Soyons sérieux. Notre époque, pour se plier aux ordres des lobbies identitaires, semble céder comme jamais à la tentation de la censure. Le commandement est le suivant : effaçons tout ce qui peut écorcher les chastes oreilles de ceux qui se vautrent dans leur identité victimaire. Fabriquons un monde sur mesure pour les hypersensibles qui inondent l’espace public de leurs larmes dès qu’ils sont contrariés.
Rappelons-nous la double annulation, cet été, des pièges SLAV et Kanata de Robert Lepage, parce que des militants racialistes accusèrent le dramaturge d’appropriation culturelle. Rappelons-nous les appels à interdire Tintin au Congo ou à le classer parmi les bédés pour adultes, à cause de l’image que cet album propose de la colonisation.

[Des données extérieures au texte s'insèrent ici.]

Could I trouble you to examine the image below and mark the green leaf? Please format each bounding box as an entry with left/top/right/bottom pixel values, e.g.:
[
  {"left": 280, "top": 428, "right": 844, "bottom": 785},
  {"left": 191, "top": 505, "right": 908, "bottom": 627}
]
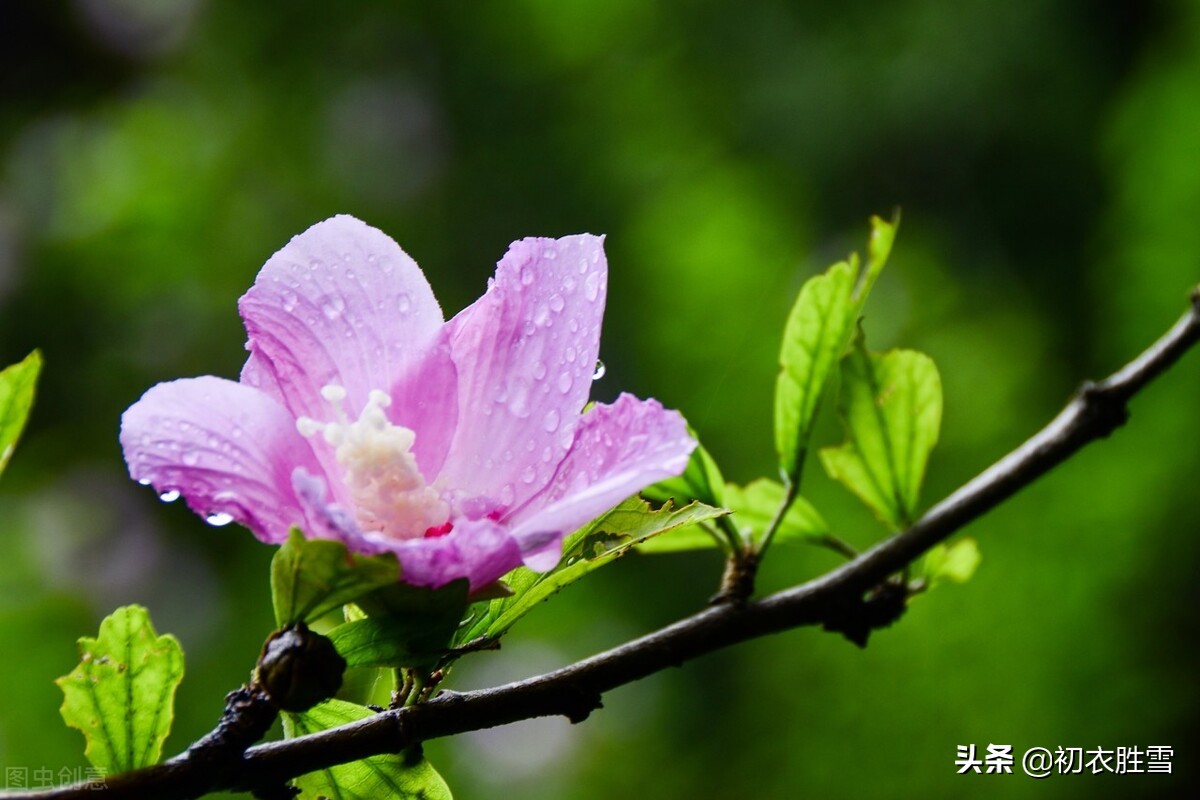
[
  {"left": 55, "top": 606, "right": 184, "bottom": 774},
  {"left": 821, "top": 339, "right": 942, "bottom": 530},
  {"left": 775, "top": 217, "right": 899, "bottom": 485},
  {"left": 0, "top": 350, "right": 42, "bottom": 474},
  {"left": 283, "top": 700, "right": 452, "bottom": 800},
  {"left": 725, "top": 477, "right": 829, "bottom": 542},
  {"left": 642, "top": 426, "right": 725, "bottom": 506},
  {"left": 455, "top": 498, "right": 726, "bottom": 644},
  {"left": 328, "top": 579, "right": 469, "bottom": 667},
  {"left": 925, "top": 536, "right": 982, "bottom": 589},
  {"left": 271, "top": 528, "right": 400, "bottom": 627}
]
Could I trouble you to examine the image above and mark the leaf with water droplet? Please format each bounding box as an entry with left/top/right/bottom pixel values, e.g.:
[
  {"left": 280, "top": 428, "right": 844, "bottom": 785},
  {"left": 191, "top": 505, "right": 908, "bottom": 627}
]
[
  {"left": 55, "top": 606, "right": 184, "bottom": 774},
  {"left": 283, "top": 700, "right": 452, "bottom": 800},
  {"left": 271, "top": 528, "right": 400, "bottom": 627},
  {"left": 0, "top": 350, "right": 42, "bottom": 474},
  {"left": 455, "top": 498, "right": 726, "bottom": 644}
]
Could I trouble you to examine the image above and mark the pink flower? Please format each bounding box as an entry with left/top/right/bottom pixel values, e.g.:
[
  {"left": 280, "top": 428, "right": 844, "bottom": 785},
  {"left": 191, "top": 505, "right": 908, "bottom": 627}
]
[{"left": 121, "top": 216, "right": 695, "bottom": 589}]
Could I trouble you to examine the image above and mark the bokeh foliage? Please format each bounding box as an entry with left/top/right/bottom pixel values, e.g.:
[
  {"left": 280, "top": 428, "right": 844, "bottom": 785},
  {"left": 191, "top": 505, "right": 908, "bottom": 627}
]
[{"left": 0, "top": 0, "right": 1200, "bottom": 800}]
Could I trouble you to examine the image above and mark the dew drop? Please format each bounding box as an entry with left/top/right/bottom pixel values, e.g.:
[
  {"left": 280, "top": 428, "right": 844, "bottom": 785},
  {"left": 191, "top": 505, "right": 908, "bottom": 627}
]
[{"left": 320, "top": 295, "right": 346, "bottom": 320}]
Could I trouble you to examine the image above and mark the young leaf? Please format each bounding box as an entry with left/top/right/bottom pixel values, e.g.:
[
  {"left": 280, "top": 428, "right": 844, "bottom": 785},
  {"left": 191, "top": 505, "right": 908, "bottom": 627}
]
[
  {"left": 642, "top": 426, "right": 725, "bottom": 506},
  {"left": 329, "top": 581, "right": 469, "bottom": 667},
  {"left": 55, "top": 606, "right": 184, "bottom": 774},
  {"left": 283, "top": 700, "right": 451, "bottom": 800},
  {"left": 775, "top": 217, "right": 898, "bottom": 485},
  {"left": 821, "top": 339, "right": 942, "bottom": 530},
  {"left": 725, "top": 477, "right": 829, "bottom": 542},
  {"left": 925, "top": 536, "right": 982, "bottom": 589},
  {"left": 455, "top": 498, "right": 726, "bottom": 644},
  {"left": 0, "top": 350, "right": 42, "bottom": 474},
  {"left": 271, "top": 528, "right": 400, "bottom": 627}
]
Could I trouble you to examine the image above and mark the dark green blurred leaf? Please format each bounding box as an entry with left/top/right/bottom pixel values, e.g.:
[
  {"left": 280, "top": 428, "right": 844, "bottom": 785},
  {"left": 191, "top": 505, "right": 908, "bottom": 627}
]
[
  {"left": 55, "top": 606, "right": 184, "bottom": 774},
  {"left": 271, "top": 528, "right": 400, "bottom": 627},
  {"left": 0, "top": 350, "right": 42, "bottom": 482},
  {"left": 283, "top": 700, "right": 451, "bottom": 800},
  {"left": 821, "top": 339, "right": 942, "bottom": 530},
  {"left": 925, "top": 536, "right": 982, "bottom": 589},
  {"left": 329, "top": 581, "right": 469, "bottom": 667},
  {"left": 455, "top": 498, "right": 726, "bottom": 644}
]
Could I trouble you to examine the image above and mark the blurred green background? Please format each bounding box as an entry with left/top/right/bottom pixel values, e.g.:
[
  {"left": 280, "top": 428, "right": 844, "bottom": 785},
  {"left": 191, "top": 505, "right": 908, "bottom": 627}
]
[{"left": 0, "top": 0, "right": 1200, "bottom": 800}]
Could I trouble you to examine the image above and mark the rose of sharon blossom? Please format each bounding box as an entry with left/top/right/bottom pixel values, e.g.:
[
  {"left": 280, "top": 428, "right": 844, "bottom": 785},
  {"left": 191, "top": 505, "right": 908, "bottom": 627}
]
[{"left": 121, "top": 216, "right": 696, "bottom": 589}]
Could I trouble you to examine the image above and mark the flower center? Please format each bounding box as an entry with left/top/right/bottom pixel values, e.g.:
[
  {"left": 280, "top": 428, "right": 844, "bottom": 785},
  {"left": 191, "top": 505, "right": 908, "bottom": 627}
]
[{"left": 296, "top": 386, "right": 450, "bottom": 539}]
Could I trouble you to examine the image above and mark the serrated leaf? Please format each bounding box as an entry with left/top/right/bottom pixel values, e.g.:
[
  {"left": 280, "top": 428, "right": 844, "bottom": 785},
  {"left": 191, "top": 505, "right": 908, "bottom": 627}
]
[
  {"left": 55, "top": 606, "right": 184, "bottom": 774},
  {"left": 821, "top": 339, "right": 942, "bottom": 530},
  {"left": 328, "top": 579, "right": 469, "bottom": 667},
  {"left": 455, "top": 498, "right": 726, "bottom": 644},
  {"left": 925, "top": 536, "right": 982, "bottom": 589},
  {"left": 725, "top": 477, "right": 829, "bottom": 542},
  {"left": 283, "top": 700, "right": 452, "bottom": 800},
  {"left": 642, "top": 426, "right": 725, "bottom": 506},
  {"left": 271, "top": 528, "right": 400, "bottom": 627},
  {"left": 0, "top": 350, "right": 42, "bottom": 474},
  {"left": 775, "top": 217, "right": 899, "bottom": 485}
]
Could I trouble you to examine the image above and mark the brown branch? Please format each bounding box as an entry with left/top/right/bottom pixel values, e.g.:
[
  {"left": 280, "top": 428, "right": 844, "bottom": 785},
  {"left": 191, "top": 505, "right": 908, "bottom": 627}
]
[{"left": 11, "top": 288, "right": 1200, "bottom": 800}]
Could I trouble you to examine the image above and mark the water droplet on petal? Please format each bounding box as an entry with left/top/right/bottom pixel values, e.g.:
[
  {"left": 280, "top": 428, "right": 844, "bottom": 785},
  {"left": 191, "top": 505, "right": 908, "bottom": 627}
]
[{"left": 320, "top": 295, "right": 346, "bottom": 320}]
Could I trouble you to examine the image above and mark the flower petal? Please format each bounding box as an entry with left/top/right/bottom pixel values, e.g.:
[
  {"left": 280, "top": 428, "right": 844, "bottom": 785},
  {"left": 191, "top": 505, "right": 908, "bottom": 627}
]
[
  {"left": 121, "top": 377, "right": 319, "bottom": 542},
  {"left": 505, "top": 395, "right": 696, "bottom": 570},
  {"left": 443, "top": 234, "right": 607, "bottom": 509},
  {"left": 391, "top": 518, "right": 521, "bottom": 591},
  {"left": 238, "top": 216, "right": 442, "bottom": 420}
]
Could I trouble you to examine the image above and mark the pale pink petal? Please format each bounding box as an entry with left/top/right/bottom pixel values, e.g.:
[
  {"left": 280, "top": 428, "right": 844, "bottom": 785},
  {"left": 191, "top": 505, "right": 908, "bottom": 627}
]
[
  {"left": 391, "top": 519, "right": 521, "bottom": 590},
  {"left": 121, "top": 377, "right": 319, "bottom": 542},
  {"left": 388, "top": 327, "right": 458, "bottom": 483},
  {"left": 504, "top": 395, "right": 696, "bottom": 570},
  {"left": 238, "top": 216, "right": 442, "bottom": 420},
  {"left": 443, "top": 235, "right": 607, "bottom": 509}
]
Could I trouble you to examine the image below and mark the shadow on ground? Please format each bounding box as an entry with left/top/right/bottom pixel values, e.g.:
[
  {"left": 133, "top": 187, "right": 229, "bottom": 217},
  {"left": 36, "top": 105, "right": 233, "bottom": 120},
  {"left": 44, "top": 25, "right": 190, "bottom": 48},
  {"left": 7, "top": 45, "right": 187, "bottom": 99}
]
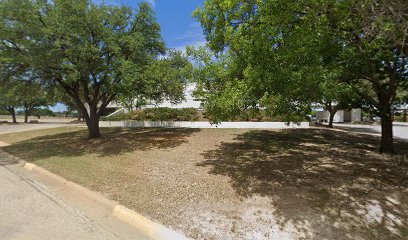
[
  {"left": 199, "top": 129, "right": 408, "bottom": 239},
  {"left": 3, "top": 128, "right": 198, "bottom": 161}
]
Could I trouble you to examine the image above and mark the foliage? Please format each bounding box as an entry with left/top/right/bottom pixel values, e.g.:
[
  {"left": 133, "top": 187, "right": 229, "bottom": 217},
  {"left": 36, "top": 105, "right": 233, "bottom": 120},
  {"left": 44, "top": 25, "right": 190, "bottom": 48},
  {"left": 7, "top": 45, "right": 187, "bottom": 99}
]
[
  {"left": 103, "top": 108, "right": 198, "bottom": 121},
  {"left": 195, "top": 0, "right": 408, "bottom": 152},
  {"left": 117, "top": 51, "right": 190, "bottom": 111},
  {"left": 0, "top": 0, "right": 185, "bottom": 138}
]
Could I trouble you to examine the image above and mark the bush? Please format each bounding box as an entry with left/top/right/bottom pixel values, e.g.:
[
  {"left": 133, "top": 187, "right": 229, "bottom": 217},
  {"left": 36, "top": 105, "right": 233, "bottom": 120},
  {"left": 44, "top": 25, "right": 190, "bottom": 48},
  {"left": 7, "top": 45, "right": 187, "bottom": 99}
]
[{"left": 101, "top": 108, "right": 198, "bottom": 121}]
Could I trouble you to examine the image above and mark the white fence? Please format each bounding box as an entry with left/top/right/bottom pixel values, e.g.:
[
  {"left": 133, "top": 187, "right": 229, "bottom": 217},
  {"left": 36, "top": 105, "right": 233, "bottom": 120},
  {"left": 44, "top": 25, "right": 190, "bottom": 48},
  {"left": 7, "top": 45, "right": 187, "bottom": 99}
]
[{"left": 99, "top": 121, "right": 309, "bottom": 129}]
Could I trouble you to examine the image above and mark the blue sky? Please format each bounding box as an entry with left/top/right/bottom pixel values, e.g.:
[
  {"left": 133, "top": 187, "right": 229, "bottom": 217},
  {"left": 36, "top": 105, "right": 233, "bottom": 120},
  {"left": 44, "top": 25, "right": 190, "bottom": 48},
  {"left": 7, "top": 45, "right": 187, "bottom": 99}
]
[
  {"left": 94, "top": 0, "right": 205, "bottom": 50},
  {"left": 52, "top": 0, "right": 205, "bottom": 111}
]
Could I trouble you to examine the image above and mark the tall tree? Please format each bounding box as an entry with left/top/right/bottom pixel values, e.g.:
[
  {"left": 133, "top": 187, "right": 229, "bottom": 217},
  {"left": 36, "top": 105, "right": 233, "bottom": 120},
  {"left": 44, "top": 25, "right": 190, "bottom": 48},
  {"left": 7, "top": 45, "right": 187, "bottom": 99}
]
[
  {"left": 195, "top": 0, "right": 408, "bottom": 153},
  {"left": 0, "top": 0, "right": 180, "bottom": 138},
  {"left": 15, "top": 80, "right": 54, "bottom": 123},
  {"left": 0, "top": 79, "right": 21, "bottom": 123}
]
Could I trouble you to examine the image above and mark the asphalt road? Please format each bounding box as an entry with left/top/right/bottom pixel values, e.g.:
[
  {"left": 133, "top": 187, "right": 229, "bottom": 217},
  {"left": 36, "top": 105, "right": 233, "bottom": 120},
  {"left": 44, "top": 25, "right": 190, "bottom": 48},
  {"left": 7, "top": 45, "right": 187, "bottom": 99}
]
[
  {"left": 0, "top": 123, "right": 148, "bottom": 240},
  {"left": 0, "top": 123, "right": 78, "bottom": 134}
]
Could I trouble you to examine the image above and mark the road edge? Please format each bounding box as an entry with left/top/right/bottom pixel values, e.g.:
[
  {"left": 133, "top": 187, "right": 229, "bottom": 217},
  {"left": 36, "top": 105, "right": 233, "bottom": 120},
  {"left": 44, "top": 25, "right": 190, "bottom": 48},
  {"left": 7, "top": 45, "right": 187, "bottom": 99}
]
[{"left": 9, "top": 156, "right": 188, "bottom": 240}]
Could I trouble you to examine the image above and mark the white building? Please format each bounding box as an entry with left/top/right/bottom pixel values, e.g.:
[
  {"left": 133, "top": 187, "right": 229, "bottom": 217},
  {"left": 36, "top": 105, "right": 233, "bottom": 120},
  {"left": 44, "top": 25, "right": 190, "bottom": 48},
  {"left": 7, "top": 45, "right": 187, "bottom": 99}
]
[
  {"left": 143, "top": 84, "right": 203, "bottom": 109},
  {"left": 316, "top": 109, "right": 362, "bottom": 123}
]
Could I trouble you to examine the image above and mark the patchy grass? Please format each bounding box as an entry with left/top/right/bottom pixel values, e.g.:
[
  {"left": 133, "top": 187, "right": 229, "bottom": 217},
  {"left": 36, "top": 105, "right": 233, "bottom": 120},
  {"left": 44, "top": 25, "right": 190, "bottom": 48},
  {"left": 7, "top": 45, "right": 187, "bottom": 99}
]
[{"left": 0, "top": 128, "right": 408, "bottom": 239}]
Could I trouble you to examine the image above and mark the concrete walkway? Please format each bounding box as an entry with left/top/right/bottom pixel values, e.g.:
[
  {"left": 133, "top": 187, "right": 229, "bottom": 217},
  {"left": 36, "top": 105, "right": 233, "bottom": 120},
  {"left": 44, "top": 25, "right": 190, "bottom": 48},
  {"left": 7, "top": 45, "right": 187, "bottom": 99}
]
[{"left": 0, "top": 153, "right": 147, "bottom": 240}]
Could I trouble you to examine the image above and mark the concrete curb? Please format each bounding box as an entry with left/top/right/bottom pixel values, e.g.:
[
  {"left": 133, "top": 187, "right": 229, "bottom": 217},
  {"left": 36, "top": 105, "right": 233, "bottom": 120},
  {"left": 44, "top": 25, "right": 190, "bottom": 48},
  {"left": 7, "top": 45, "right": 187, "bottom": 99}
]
[{"left": 18, "top": 159, "right": 188, "bottom": 240}]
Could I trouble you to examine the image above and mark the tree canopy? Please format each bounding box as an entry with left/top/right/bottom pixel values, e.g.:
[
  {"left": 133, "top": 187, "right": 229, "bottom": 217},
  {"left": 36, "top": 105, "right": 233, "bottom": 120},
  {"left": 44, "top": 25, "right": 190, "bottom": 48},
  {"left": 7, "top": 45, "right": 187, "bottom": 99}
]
[
  {"left": 195, "top": 0, "right": 408, "bottom": 152},
  {"left": 0, "top": 0, "right": 186, "bottom": 138}
]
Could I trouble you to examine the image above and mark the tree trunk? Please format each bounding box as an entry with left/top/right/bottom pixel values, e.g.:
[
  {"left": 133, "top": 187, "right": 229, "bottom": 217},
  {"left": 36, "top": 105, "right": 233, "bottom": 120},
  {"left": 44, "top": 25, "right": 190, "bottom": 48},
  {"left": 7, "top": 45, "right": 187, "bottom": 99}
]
[
  {"left": 380, "top": 111, "right": 394, "bottom": 154},
  {"left": 329, "top": 110, "right": 337, "bottom": 128},
  {"left": 83, "top": 106, "right": 101, "bottom": 138}
]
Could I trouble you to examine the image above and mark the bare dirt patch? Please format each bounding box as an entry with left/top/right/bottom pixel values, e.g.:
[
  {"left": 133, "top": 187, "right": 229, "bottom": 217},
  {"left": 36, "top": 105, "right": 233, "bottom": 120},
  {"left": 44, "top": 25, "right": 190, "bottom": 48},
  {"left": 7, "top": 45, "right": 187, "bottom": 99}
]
[{"left": 0, "top": 128, "right": 408, "bottom": 239}]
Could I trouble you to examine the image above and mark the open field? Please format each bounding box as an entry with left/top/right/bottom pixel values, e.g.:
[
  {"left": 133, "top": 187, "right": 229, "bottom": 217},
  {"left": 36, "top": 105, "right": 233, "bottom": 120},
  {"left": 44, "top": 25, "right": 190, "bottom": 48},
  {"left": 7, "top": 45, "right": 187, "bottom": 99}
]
[
  {"left": 0, "top": 127, "right": 408, "bottom": 239},
  {"left": 0, "top": 115, "right": 77, "bottom": 123}
]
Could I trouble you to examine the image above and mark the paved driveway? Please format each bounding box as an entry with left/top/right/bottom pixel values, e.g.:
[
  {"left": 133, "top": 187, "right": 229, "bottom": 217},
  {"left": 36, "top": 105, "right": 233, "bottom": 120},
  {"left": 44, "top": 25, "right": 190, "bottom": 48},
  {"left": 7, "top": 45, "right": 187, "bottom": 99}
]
[
  {"left": 334, "top": 123, "right": 408, "bottom": 140},
  {"left": 0, "top": 123, "right": 83, "bottom": 134}
]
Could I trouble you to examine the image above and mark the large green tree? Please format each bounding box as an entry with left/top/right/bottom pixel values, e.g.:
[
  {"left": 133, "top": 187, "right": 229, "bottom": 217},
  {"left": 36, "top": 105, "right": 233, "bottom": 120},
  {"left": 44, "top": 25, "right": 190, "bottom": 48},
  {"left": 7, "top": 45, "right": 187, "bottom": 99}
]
[
  {"left": 0, "top": 0, "right": 181, "bottom": 138},
  {"left": 195, "top": 0, "right": 408, "bottom": 153},
  {"left": 0, "top": 79, "right": 20, "bottom": 123}
]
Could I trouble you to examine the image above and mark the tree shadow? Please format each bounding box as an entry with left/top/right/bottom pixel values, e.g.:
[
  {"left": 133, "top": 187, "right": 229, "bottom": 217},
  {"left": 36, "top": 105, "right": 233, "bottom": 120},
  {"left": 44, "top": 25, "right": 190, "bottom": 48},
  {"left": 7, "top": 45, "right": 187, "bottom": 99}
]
[
  {"left": 199, "top": 129, "right": 408, "bottom": 239},
  {"left": 3, "top": 128, "right": 199, "bottom": 161}
]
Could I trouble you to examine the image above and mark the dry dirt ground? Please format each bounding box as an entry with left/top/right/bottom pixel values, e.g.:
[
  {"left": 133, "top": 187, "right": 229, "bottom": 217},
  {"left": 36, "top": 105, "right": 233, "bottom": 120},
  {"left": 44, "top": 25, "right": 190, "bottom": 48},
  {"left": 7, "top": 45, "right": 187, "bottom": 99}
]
[{"left": 0, "top": 128, "right": 408, "bottom": 240}]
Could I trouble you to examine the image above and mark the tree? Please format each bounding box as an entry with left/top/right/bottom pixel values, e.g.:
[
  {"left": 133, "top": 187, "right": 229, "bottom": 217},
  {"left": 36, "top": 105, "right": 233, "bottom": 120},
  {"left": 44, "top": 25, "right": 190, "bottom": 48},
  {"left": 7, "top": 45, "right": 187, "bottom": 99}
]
[
  {"left": 0, "top": 79, "right": 20, "bottom": 123},
  {"left": 0, "top": 0, "right": 180, "bottom": 138},
  {"left": 17, "top": 80, "right": 54, "bottom": 123},
  {"left": 117, "top": 50, "right": 191, "bottom": 111},
  {"left": 195, "top": 0, "right": 408, "bottom": 153}
]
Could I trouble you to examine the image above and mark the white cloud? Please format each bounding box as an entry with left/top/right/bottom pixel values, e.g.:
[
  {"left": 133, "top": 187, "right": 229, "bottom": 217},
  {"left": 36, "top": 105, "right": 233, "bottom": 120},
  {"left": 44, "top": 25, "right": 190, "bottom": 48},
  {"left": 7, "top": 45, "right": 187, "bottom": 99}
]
[
  {"left": 174, "top": 22, "right": 207, "bottom": 53},
  {"left": 176, "top": 22, "right": 204, "bottom": 40}
]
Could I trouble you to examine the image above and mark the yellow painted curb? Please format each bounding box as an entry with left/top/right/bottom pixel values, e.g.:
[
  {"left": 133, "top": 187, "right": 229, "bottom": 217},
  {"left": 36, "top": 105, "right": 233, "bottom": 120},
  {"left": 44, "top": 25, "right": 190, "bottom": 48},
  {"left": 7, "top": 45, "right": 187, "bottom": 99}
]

Normand Brathwaite avait bien raison, lundi, de se désoler de l’empire du politiquement correct qui nous paralyse mentalement et nous transforme en petites créatures fragiles insignifiantes.
Orwell
Abolissons Les Simpson ! Interdisons Tintin au Congo ! Fermons le clapet à Normand Brathwaite ! Déprogrammons toutes les pièces de Robert Lepage ! Et tous ensemble, rassemblons-nous autour d’une piñata géante représentant un homme blanc hétérosexuel et bedonnant. Alors là, nous la frapperons ensemble, dans une belle séance de défoulement. Pendant deux minutes, nous ferons tout pour crever la grosse baudruche ! Nous appellerons ça les deux minutes de la haine.
George Orwell y avait déjà pensé, d’ailleurs, dans un roman nommé 1984. Soit dit en passant.